With their algae ingredients joint venture now a distant memory (albeit not for their lawyers, who are still arguing over IP), Solazyme and Roquette were both out in force at the IFT show this year showcasing their respective wares.
And judging by the activity at the booths, both were generating a considerable amount of excitement.
Solazyme: San Francisco-based Solazyme unveiled the AlgaVia brand of whole algal vegan proteins and whole algal flours (made in Illinois), and a new ultra-stable high oleic algal oil (made in Clinton Iowa) that scooped an innovation award at the show.
Roquette: Roquette has just opened a 4-5,000t/year production facility for its new Algility range of whole algal ingredients in Lestrem, France: Algility HL whole algal flour, Algility HP whole algal protein, and Algility Chlorella.

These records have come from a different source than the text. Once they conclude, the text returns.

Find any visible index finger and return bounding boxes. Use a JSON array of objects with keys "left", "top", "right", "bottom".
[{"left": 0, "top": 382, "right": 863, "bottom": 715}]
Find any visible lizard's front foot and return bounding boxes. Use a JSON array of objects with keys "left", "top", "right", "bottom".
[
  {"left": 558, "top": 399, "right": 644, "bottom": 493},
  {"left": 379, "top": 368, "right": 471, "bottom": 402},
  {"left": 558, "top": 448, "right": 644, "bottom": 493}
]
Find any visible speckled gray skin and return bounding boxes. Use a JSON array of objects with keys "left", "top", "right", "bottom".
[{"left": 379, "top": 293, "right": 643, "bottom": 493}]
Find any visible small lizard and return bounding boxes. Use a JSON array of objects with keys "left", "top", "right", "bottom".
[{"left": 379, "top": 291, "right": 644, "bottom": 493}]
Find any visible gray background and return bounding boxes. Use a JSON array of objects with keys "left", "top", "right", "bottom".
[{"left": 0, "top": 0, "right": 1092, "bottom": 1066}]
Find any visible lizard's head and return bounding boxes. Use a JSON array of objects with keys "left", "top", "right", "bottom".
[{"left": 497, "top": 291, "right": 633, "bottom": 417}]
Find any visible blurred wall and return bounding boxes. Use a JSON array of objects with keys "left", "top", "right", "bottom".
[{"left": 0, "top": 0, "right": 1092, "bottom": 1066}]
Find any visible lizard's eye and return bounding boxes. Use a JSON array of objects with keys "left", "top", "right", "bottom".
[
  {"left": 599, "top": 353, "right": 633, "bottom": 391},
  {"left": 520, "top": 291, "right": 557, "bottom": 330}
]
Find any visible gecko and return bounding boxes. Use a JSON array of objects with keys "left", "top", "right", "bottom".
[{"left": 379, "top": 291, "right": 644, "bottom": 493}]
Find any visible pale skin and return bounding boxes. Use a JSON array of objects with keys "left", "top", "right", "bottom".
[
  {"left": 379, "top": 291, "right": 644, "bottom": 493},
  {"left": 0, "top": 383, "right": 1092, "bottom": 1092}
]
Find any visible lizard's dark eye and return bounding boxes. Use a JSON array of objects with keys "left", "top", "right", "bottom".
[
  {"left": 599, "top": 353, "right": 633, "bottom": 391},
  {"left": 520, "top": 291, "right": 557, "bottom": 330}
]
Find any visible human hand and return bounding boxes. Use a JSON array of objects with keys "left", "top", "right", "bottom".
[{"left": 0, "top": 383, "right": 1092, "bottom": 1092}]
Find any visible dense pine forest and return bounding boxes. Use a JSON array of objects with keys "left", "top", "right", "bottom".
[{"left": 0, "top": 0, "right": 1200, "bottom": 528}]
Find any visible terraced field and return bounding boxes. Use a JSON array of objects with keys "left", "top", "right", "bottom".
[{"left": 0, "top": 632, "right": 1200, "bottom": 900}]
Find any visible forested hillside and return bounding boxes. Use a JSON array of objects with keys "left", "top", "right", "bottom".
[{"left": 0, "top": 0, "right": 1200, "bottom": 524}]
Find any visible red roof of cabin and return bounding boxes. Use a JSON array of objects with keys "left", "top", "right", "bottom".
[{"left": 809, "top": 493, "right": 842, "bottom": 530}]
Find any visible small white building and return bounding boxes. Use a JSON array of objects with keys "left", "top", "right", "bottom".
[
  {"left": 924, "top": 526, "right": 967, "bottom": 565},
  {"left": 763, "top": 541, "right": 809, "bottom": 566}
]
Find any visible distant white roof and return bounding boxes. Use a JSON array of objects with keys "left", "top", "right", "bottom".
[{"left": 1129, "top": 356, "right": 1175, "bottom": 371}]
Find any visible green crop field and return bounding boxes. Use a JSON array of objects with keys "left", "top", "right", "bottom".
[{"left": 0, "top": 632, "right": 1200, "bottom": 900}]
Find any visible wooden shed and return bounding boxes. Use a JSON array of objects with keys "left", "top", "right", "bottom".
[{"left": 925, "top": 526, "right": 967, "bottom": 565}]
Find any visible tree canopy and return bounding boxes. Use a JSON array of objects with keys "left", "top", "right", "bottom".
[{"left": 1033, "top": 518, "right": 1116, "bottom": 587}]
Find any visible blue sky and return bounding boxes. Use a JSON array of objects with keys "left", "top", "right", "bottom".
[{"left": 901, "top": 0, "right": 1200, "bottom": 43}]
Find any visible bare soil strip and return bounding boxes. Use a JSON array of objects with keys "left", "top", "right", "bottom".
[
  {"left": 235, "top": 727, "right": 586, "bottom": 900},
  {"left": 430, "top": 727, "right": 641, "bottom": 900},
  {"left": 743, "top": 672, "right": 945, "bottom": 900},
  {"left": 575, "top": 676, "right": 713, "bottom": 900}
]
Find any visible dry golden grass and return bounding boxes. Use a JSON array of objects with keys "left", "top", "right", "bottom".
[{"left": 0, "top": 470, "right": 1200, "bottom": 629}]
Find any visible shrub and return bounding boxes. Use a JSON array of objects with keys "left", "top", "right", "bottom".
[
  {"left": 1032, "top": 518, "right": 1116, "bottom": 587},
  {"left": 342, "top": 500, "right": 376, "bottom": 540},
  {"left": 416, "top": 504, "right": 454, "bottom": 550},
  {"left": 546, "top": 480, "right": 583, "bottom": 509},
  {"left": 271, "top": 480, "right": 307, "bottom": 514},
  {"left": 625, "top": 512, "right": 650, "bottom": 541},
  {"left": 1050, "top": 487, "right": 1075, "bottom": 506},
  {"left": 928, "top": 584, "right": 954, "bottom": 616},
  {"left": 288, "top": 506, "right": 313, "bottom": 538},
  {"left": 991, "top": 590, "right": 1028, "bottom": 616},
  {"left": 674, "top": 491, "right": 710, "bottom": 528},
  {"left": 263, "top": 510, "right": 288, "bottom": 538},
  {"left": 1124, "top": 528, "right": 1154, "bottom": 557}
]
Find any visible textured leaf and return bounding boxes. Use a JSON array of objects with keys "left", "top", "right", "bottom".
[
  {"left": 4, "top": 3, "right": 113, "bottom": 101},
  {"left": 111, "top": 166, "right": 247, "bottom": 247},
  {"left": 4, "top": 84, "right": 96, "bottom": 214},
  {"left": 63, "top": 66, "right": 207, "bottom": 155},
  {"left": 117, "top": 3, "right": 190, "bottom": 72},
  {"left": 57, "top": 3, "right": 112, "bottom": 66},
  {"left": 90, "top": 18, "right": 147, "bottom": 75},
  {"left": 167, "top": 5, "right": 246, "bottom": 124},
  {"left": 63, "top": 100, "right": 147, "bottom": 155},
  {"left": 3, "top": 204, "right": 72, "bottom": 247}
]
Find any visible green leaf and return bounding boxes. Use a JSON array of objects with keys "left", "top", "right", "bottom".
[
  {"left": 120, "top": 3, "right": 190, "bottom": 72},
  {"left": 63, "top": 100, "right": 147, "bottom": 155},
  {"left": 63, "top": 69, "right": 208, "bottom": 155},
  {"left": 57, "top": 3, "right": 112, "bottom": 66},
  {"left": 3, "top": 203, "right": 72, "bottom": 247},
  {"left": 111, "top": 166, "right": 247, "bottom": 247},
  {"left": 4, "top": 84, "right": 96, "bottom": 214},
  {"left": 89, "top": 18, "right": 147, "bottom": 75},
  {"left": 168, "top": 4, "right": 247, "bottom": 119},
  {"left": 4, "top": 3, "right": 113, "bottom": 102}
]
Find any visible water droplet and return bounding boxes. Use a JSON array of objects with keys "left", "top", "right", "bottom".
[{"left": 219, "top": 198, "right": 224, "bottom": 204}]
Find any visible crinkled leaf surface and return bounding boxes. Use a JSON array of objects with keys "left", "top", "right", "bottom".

While the two firms appear to be approaching food manufacturers with a very similar portfolio, Roquette microalgae business line manager Dr Sergio Neves said he welcomed the competition, adding that there is room in the burgeoning algal ingredients market for multiple players.
Customers, meanwhile, are at various stages of development, with some smaller firms poised to launch new products this year and larger ones hopefully starting to launch next year, he said.
"The only barrier is convention, but the functionality, nutritional benefits and the story around these ingredients is so strong that we think the potential is huge."
Algal ingredients tick all the boxes, he added:
Food manufacturers and consumers are looking for more sustainable plant-based sources of protein.
Whole algal flour can replace fat & calories in everything from cookies to alfredo sauce and still provide a luxuriant mouth-feel.
The ingredients are non-allergenic and the proteins don't interact with other ingredients as they are protected in the cell walls of the micro-organism.
Microalgae has a 'story' that marketers can really work with.